Federal Reserve expected to buy $500-billion in treasury bonds to boost the economy.
In a high risk move designed to stimulate the economy and stave off inflation, the Federal Reserve announced Wednesday it will buy between $600 billion and a trillion dollars in Treasury Bonds from banks.
"What the purpose is, is to lower interest rates, lower longer term interest rates, lower mortgage interest rates, lower interest rates for firms when they borrow, lower interest rates consumers when they borrow.
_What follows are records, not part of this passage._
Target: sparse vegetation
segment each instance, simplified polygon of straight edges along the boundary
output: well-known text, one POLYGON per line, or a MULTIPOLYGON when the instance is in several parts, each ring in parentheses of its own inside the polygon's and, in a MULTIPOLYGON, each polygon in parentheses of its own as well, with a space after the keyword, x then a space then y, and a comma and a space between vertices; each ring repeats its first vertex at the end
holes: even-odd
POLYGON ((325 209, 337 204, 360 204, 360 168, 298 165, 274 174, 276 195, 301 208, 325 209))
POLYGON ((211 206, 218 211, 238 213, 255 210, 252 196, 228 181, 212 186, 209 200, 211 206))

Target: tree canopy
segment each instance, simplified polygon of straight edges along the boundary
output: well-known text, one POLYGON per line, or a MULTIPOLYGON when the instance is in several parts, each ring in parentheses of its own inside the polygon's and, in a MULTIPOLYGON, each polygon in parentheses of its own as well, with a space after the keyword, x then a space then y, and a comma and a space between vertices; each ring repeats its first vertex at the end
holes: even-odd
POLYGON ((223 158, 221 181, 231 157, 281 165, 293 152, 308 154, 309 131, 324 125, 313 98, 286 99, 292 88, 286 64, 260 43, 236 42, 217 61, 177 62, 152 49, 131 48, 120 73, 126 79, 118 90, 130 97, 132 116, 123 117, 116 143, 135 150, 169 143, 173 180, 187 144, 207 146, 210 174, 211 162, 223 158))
The impact is however is not going to be very large," explains former Federal Reserve Governor Laurence Meyer.
Analysts say the board didn't have a lot of other financial tools to lower interest rates any other way.
In October Federal Reserve Chairman Ben Bernanke expressed concern with the pace of the recovery.
Still, the government plan to buy long-term treasury bonds also adds more debt to the nation's bottom line at a time when voters ushered in new lawmakers promising to cut spending and taxes.
The White House and Federal Reserve have already tried to stabilize the teetering economy and there are some bright spots.
U.S. auto sales rose in October.
General Motors posted a 3.5 percent rise in sales while Ford posted a 19 percent jump.
Orders for manufacturing shot up 2.1 percent in September, the largest increase this year.
The government plans to buy the $600 billion dollars in treasury bonds through the middle of next year and also reinvest funds back into the economy.